Law School Case Brief
Gilson v. State - 2000 OK CR 14, 8 P.3d 883
The language of the statute, setting forth alternative means of committing the crime of child abuse murder, makes it analogous to the crime of felony murder. Okla. Stat. tit. 21, § 701.7(B) (West 1991). A person commits felony murder when a death results from a defendant's commission of any of several specifically listed underlying felonies. In a felony murder prosecution, proof of the underlying felony is needed to prove the intent necessary for a felony murder conviction. Further, when a crime is charged in the alternative, with more than one felony charged as the underlying felony, a constitutionally unanimous verdict is required only with respect to the ultimate issue of a defendant's guilt or innocence of the crime charged, and not with respect to alternative means by which the crime is committed.
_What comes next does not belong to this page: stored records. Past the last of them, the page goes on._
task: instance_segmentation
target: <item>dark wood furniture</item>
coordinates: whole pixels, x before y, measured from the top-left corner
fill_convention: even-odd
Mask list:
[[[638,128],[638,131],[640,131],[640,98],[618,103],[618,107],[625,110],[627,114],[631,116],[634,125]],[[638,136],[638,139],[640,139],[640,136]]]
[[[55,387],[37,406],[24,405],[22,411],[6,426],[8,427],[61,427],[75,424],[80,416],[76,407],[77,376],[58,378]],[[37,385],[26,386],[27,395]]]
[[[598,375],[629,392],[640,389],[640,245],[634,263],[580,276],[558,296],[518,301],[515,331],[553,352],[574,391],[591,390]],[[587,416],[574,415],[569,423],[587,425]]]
Skeletal remains of 8-year-old S.C. were found in an abandoned freezer located next to a mobile home formerly rented by Bertha Jean Coffman, S.C.'s mother. A subsequent search of the mobile home revealed a photograph of defendant, Donald Lee Gilson, who was Coffman's then-boyfriend. Gilson was later convicted in Oklahoma state court of first-degree murder, conspiracy to unlawfully remove a dead body, and unlawful removal of a dead body, as charged by the State. During the second trial stage, the jury found the existence of two aggravating circumstances, and recommended the death penalty. The trial court sentenced accordingly. On appeal, defendant raised 14 errors, including: unanimous verdict right violation, improper joinder of child abuse and murder counts, denial of fair trial by suggestive child witness interviews, improper defense witness exclusion based on attorney-client privilege waiver, evidence insufficiency for murder and child abuse, vagueness of first-degree murder by child abuse and child abuse statutes, the jury instruction violated ex post facto laws, appellee's statutory definition lowered the proof burden, failure to instruct on lesser included offenses, defective jury instructions based on failure to explain appellee's proof burden, the sentence violated federal and state constitutions, improper court analysis for a death sentence, which was disproportionate, evidence insufficiency and unconstitutionality of the two aggravating factors, ineffective counsel assistance, and error accumulation.
Were Gilson's convictions proper?
The court of criminal appeals found no error existed after reviewing each of Gilson's 14 assignments of error. The court affirmed the convictions and sentence of death.